The normative definition of "abstract character" on page 3-4
of the Unicode Standard means "character" as used in
ISO standards.

Unicode:

   abstract character: a unit of information used for the organization,
      control, or representation of textual data.

10646:

   character: a member of a set of elements used for the organisation [sic],
      control, or representation of data.

The intent of the Unicode definition is set membership in the
same sense as 10646. If I remember rightly, the use of qualifier
"abstract" here was to emphasize the character as unencoded entity,
apart from the coded value assigned to it. Usually in the text,
the "abstract" is dropped off, so that both standards use the
terms "character" synonymously in this sense.

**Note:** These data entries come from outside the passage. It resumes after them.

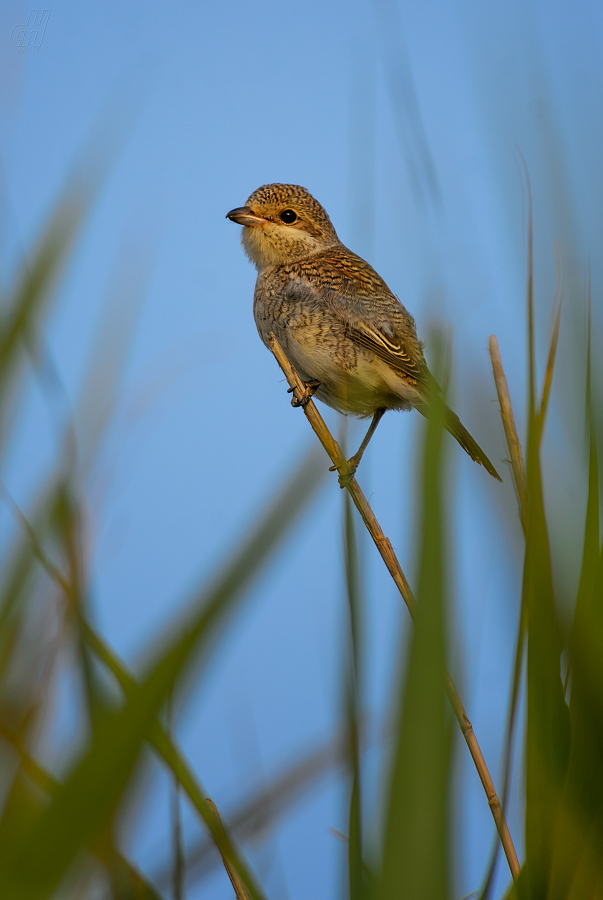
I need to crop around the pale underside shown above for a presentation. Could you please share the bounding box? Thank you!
[257,320,421,418]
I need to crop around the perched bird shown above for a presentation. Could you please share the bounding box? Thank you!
[226,184,501,481]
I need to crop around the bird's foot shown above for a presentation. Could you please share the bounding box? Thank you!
[329,453,360,488]
[287,378,320,409]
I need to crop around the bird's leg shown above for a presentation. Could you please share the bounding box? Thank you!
[287,378,320,408]
[329,409,386,487]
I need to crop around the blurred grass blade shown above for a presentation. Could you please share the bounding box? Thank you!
[0,174,100,455]
[343,491,365,900]
[550,290,603,900]
[0,487,282,896]
[0,452,325,900]
[517,207,570,900]
[0,723,162,900]
[374,362,451,900]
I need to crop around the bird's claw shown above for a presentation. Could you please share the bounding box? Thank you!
[329,456,358,489]
[287,380,320,409]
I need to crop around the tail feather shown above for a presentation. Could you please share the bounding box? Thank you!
[444,407,502,481]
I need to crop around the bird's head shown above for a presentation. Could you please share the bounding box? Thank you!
[226,184,340,270]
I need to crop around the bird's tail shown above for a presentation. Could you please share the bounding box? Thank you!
[444,406,502,481]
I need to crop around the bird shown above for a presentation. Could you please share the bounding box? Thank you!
[226,183,502,487]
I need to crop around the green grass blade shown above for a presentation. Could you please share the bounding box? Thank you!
[373,370,451,900]
[0,452,325,900]
[550,298,603,900]
[0,723,162,900]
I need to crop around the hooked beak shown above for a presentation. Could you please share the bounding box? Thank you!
[226,206,266,227]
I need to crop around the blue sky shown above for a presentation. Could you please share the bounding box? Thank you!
[0,0,603,900]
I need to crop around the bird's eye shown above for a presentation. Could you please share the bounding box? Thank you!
[279,209,297,225]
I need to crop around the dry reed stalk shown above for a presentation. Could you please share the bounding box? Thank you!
[488,334,528,534]
[205,797,252,900]
[268,333,519,878]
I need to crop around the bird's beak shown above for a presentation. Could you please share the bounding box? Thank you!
[226,206,266,227]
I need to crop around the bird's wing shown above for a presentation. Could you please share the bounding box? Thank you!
[284,248,431,386]
[346,314,428,385]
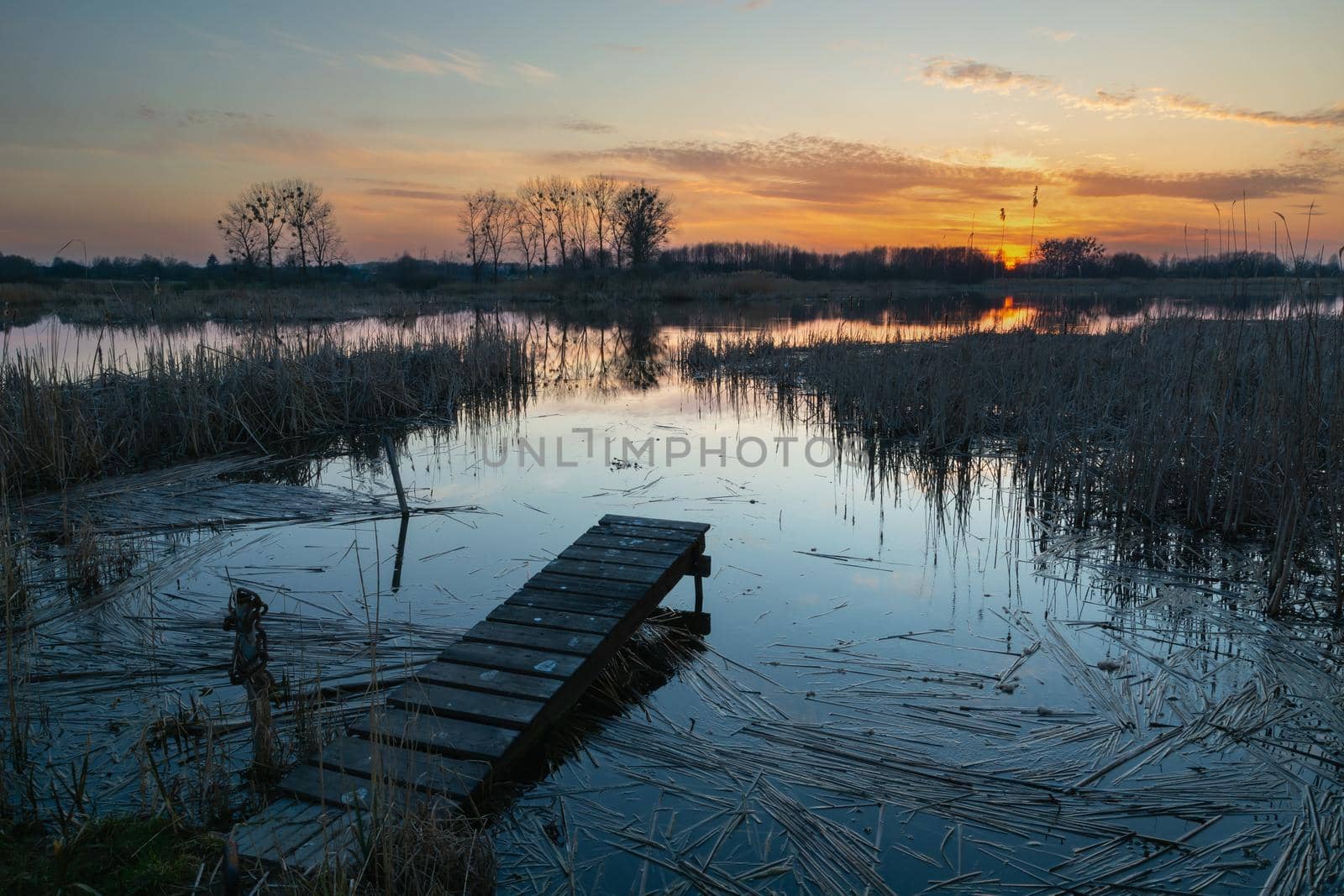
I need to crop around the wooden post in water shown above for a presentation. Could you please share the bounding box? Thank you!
[694,553,711,614]
[224,589,280,775]
[383,434,412,516]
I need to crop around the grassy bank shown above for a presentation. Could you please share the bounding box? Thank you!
[0,271,1322,327]
[680,310,1344,611]
[0,317,533,489]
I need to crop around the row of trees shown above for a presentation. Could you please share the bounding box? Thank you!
[659,237,1340,284]
[215,177,347,280]
[459,175,676,280]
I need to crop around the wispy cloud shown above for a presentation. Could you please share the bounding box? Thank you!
[358,50,486,82]
[559,118,616,134]
[1153,94,1344,128]
[513,62,556,85]
[365,186,461,203]
[919,56,1344,128]
[1031,29,1078,43]
[1067,165,1332,200]
[556,134,1033,207]
[919,56,1059,94]
[266,25,340,69]
[555,134,1339,207]
[136,103,271,128]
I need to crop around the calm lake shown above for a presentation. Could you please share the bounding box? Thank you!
[3,292,1344,893]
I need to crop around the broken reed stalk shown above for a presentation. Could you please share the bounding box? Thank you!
[0,316,533,491]
[679,307,1344,611]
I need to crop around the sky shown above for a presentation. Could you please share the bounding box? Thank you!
[0,0,1344,264]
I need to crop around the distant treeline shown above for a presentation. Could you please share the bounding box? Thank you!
[659,237,1340,282]
[0,238,1341,291]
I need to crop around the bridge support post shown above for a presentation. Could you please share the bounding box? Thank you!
[690,553,712,612]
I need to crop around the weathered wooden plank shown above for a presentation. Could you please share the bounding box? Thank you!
[285,810,371,874]
[574,527,695,558]
[439,641,583,681]
[598,513,710,535]
[349,710,517,759]
[276,764,425,811]
[234,797,329,861]
[542,560,668,587]
[527,569,649,603]
[589,522,704,544]
[501,587,634,623]
[462,619,602,657]
[239,515,710,869]
[318,735,491,799]
[559,545,676,569]
[486,595,623,634]
[412,659,560,701]
[387,679,544,730]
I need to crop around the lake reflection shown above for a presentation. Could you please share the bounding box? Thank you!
[7,300,1341,892]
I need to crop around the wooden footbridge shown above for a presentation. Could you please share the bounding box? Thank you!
[234,515,710,872]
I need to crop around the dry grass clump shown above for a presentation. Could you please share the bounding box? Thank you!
[0,318,533,490]
[358,804,499,896]
[681,313,1344,611]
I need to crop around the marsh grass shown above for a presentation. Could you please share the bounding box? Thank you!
[0,316,533,493]
[679,313,1344,612]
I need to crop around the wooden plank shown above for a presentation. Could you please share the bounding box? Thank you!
[318,735,491,799]
[285,810,370,874]
[500,587,634,625]
[559,545,677,569]
[527,569,649,602]
[349,710,517,759]
[439,641,583,681]
[412,659,560,701]
[574,527,695,556]
[589,522,704,544]
[462,619,602,657]
[598,513,710,535]
[239,515,710,869]
[387,681,543,730]
[486,595,623,634]
[276,764,426,813]
[234,797,323,861]
[542,560,668,589]
[234,797,354,867]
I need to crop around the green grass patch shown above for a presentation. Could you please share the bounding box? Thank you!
[0,817,220,894]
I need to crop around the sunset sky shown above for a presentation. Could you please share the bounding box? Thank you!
[0,0,1344,264]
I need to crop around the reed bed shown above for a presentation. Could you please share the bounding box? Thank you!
[679,313,1344,611]
[0,317,533,491]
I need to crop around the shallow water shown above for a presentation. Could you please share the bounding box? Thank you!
[3,298,1344,892]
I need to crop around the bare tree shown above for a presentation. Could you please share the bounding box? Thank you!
[583,175,620,267]
[239,181,285,280]
[457,190,486,280]
[546,177,574,267]
[305,200,348,274]
[504,199,540,277]
[481,190,509,284]
[274,177,323,273]
[517,177,553,271]
[614,184,676,267]
[569,183,593,267]
[215,199,262,269]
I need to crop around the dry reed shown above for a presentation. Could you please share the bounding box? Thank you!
[0,317,533,491]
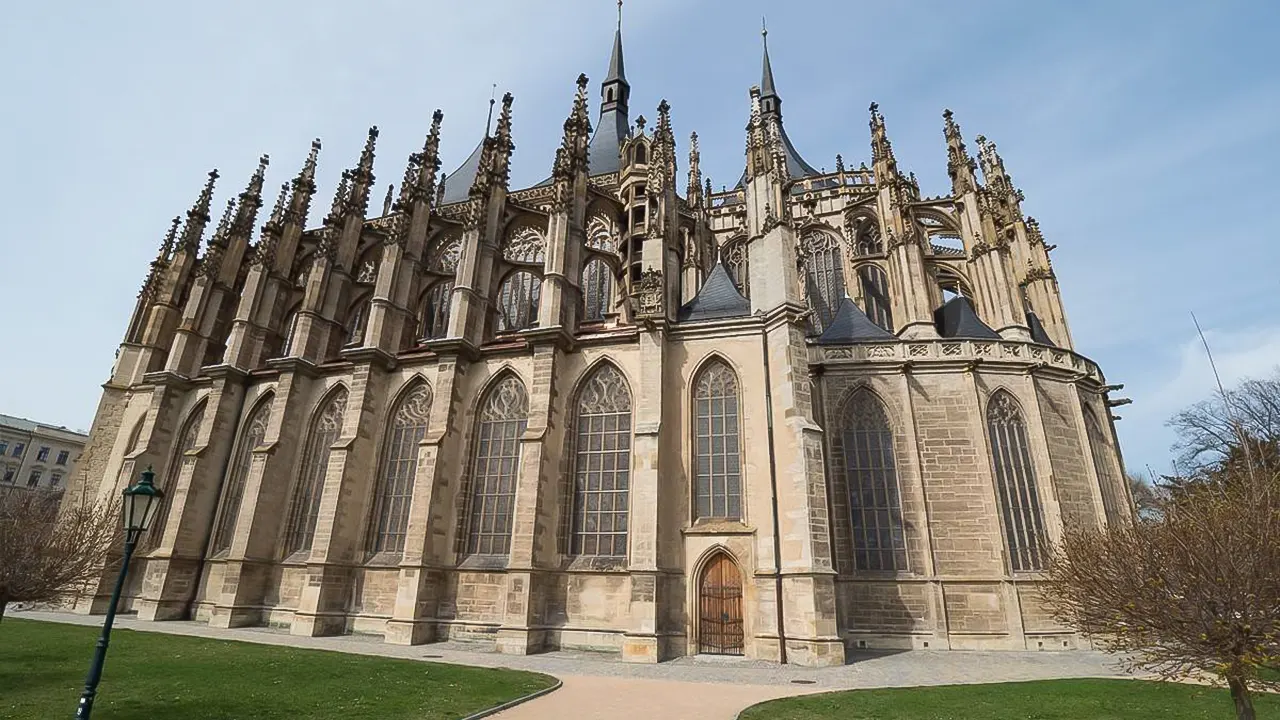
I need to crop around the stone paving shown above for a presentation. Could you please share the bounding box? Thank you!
[13,611,1129,720]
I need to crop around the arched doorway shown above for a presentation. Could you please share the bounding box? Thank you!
[698,552,744,655]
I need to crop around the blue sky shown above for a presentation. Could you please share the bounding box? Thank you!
[0,0,1280,471]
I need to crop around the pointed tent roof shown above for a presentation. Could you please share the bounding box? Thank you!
[1027,313,1057,347]
[442,133,488,205]
[814,295,897,345]
[933,295,1000,340]
[676,259,751,323]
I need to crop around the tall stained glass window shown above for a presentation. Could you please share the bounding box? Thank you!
[570,365,631,557]
[694,360,742,520]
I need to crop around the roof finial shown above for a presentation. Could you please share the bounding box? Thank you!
[484,83,498,137]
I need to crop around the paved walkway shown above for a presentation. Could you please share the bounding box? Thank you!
[12,611,1128,720]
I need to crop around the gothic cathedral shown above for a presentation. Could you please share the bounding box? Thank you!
[67,19,1132,666]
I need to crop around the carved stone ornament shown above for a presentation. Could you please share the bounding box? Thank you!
[635,268,664,315]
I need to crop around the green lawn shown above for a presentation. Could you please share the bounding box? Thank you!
[741,680,1280,720]
[0,618,556,720]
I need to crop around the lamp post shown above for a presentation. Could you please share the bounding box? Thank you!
[76,465,164,720]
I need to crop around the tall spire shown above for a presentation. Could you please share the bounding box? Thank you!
[760,18,782,114]
[588,1,631,176]
[942,110,978,197]
[178,169,218,252]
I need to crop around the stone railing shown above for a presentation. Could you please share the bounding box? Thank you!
[809,340,1103,383]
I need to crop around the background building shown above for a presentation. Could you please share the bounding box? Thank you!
[64,18,1130,665]
[0,415,88,491]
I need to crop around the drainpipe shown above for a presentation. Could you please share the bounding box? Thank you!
[760,316,787,665]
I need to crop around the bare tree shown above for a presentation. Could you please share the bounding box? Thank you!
[1046,470,1280,720]
[1167,369,1280,475]
[0,488,122,619]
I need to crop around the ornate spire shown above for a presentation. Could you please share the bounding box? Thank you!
[685,132,703,208]
[178,169,218,254]
[870,102,897,172]
[493,92,516,186]
[552,74,591,210]
[347,126,378,215]
[230,155,271,237]
[942,110,978,197]
[284,138,320,225]
[760,18,782,113]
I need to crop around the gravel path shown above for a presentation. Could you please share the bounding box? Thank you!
[13,611,1128,720]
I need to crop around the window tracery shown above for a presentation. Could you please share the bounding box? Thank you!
[498,270,543,332]
[582,258,613,317]
[721,240,751,297]
[460,375,529,555]
[694,360,742,520]
[284,388,347,556]
[841,389,906,570]
[858,265,893,332]
[987,391,1044,571]
[800,231,845,333]
[210,395,274,553]
[570,365,631,557]
[369,383,431,553]
[502,225,547,265]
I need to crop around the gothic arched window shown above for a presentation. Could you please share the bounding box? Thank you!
[721,240,751,297]
[284,388,347,556]
[346,295,372,345]
[140,400,207,550]
[840,389,906,570]
[694,360,742,520]
[582,258,613,317]
[800,231,845,333]
[466,375,529,555]
[1084,407,1128,525]
[987,391,1044,571]
[369,383,431,553]
[419,278,453,340]
[858,265,893,332]
[209,395,273,553]
[570,365,631,557]
[498,270,543,332]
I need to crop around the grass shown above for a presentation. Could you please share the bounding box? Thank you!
[0,619,556,720]
[741,680,1280,720]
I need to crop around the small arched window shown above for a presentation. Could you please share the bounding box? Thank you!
[840,389,906,570]
[570,365,631,557]
[858,265,893,332]
[582,258,613,317]
[721,240,751,297]
[209,395,273,553]
[460,375,529,555]
[346,296,372,345]
[498,270,543,332]
[284,388,347,556]
[369,383,431,553]
[1084,407,1128,525]
[694,360,742,520]
[140,400,207,550]
[987,391,1044,571]
[800,231,845,333]
[419,278,453,340]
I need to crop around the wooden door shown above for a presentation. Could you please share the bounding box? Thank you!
[698,555,742,655]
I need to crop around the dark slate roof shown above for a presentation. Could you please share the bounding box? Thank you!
[1027,313,1057,347]
[443,140,484,205]
[929,242,964,258]
[814,295,897,345]
[676,261,751,323]
[933,295,1000,340]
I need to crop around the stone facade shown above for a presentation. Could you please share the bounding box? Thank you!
[69,19,1128,666]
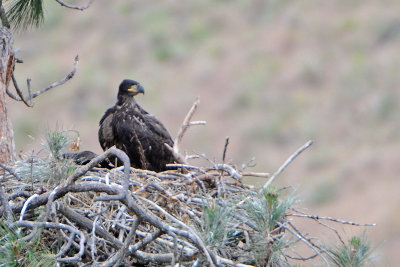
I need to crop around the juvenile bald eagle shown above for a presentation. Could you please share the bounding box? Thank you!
[99,80,175,172]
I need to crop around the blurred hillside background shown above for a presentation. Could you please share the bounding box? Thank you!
[8,0,400,266]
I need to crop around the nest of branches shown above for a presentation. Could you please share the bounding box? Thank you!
[0,99,376,266]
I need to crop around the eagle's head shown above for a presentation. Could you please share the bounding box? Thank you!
[118,79,144,96]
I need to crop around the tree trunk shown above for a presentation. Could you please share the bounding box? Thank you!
[0,27,15,163]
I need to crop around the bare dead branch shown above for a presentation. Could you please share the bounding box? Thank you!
[261,141,313,191]
[173,97,206,154]
[0,163,21,181]
[56,0,94,11]
[222,136,229,163]
[278,222,330,267]
[290,214,376,226]
[6,56,79,107]
[0,184,13,223]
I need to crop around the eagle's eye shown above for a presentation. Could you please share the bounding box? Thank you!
[128,84,137,92]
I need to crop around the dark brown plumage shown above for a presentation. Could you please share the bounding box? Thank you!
[99,80,174,172]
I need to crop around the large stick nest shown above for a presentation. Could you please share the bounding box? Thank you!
[0,99,376,266]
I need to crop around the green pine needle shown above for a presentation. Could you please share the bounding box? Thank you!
[6,0,44,29]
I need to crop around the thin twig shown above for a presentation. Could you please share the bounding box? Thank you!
[277,222,330,267]
[173,97,206,154]
[290,214,376,226]
[7,56,79,107]
[0,184,13,223]
[0,163,21,181]
[260,141,313,192]
[222,136,229,163]
[56,0,94,11]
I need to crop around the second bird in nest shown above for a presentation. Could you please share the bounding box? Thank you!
[99,80,175,172]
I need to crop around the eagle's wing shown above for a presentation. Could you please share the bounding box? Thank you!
[136,104,174,146]
[98,106,117,150]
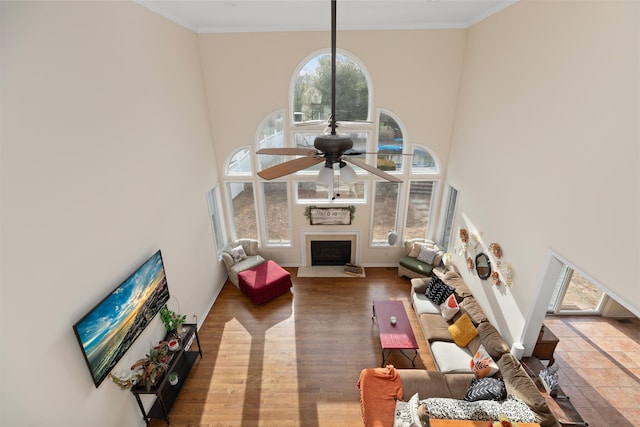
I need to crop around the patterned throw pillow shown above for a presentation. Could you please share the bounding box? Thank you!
[420,394,536,423]
[470,344,500,378]
[417,246,438,264]
[425,276,455,305]
[231,246,247,263]
[393,393,422,427]
[464,378,507,402]
[440,294,460,321]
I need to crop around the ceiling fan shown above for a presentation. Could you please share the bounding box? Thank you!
[256,0,402,185]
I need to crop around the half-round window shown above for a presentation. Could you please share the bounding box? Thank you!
[292,53,369,123]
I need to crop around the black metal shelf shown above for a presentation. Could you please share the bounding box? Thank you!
[131,323,202,425]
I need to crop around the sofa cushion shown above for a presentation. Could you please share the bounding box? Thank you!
[460,297,487,326]
[442,271,473,299]
[476,322,510,361]
[416,246,438,264]
[411,292,440,316]
[498,353,558,427]
[425,277,455,306]
[396,369,452,399]
[440,294,460,321]
[418,313,453,343]
[231,245,247,263]
[444,372,475,399]
[429,341,473,374]
[464,377,507,402]
[420,396,535,423]
[471,345,499,378]
[400,255,433,276]
[448,313,478,347]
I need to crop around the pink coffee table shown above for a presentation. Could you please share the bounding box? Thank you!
[371,301,418,368]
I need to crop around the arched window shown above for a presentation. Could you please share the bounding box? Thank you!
[292,52,370,123]
[224,50,440,247]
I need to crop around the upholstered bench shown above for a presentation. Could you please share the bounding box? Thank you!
[238,260,293,304]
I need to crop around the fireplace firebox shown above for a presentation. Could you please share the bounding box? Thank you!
[311,240,351,265]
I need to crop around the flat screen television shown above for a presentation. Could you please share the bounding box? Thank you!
[73,250,169,387]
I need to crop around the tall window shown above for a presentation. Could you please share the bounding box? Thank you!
[227,182,258,239]
[377,113,404,176]
[207,186,227,252]
[256,110,285,170]
[224,51,444,247]
[438,184,458,252]
[547,264,605,314]
[262,182,291,245]
[371,182,400,245]
[404,181,435,239]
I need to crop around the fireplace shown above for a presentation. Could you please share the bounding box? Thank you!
[302,230,360,266]
[311,240,351,265]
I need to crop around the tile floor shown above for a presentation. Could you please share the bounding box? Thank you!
[544,316,640,427]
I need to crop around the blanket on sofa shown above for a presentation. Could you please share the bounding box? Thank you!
[358,365,402,427]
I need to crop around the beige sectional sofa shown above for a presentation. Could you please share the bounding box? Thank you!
[358,271,560,427]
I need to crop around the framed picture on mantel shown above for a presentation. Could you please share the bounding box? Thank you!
[309,207,352,225]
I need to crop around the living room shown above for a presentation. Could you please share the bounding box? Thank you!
[0,1,640,426]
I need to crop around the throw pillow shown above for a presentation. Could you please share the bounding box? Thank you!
[440,294,460,321]
[471,345,499,378]
[464,378,507,402]
[231,246,247,263]
[407,242,433,258]
[393,393,422,427]
[449,313,478,347]
[417,246,437,264]
[421,394,537,423]
[425,276,455,306]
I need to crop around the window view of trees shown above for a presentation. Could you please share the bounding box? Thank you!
[257,111,284,170]
[377,113,403,176]
[262,182,291,244]
[219,53,440,246]
[293,54,369,122]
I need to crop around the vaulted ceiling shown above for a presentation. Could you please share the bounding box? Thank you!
[136,0,517,33]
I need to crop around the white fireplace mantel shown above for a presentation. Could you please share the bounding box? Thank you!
[302,230,360,267]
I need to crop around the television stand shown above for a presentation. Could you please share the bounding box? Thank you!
[131,323,202,425]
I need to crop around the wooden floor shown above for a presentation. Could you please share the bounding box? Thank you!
[149,268,434,427]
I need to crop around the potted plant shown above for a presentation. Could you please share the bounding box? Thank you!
[109,341,171,391]
[160,304,187,335]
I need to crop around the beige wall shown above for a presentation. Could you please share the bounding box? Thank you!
[0,2,226,426]
[200,30,466,266]
[447,1,640,351]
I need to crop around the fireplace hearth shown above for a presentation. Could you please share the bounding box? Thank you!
[311,240,351,265]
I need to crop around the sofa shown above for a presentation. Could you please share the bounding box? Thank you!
[221,239,266,287]
[398,239,444,279]
[358,271,560,427]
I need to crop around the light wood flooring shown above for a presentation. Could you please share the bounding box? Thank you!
[149,268,434,427]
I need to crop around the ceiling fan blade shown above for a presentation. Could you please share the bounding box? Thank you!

Ken Whistler's private definition of "abstract character" as used
yesterday and today, does not refer to a member of the set of
of things given encoded values in the standard, but instead to
the larger set of potential units of information, regardless of
their standing as a member of the set of characters per se. Since
that difference seems to be leading to these misunderstandings,
how about substituting some entirely different term for it:
perhaps "grapheme", a significant unit of an orthography or
writing system.

>
> [much entirely correct stuff on combining character sequences
> snipped]
>
> > Keld is, of course, correct that the repertoire of abstract characters
> > is open.
>
> Unfortunately, this remark collides with these statements
> on page 3-4, which are presumptively normative:
>
> A Unicode abstract character is represented by a single
> Unicode code value; the only exception [sic] to this are
> surrogate pairs (which are provided for future extension,
> but are not currently used to represent any abstract
> characters).
>
> (Perhaps this paragraph is not normative, but if so I don't
> see how to tell what parts of Chapter 3 are not normative.)
>
> So the term "coded character representation", which is defined as
> "an ordered sequence of one or more code values which is associated
> with an abstract character", can only refer (in Unicode 2.0) to a
> single codepoint or two successive codepoints forming a surrogate
> pair. It *cannot* refer to a combining character sequence,
> because (in general) a combining character sequence is not
> "represented by a single Unicode code value". <d-dental-voiceless>
> is not so represented, and is not an abstract character.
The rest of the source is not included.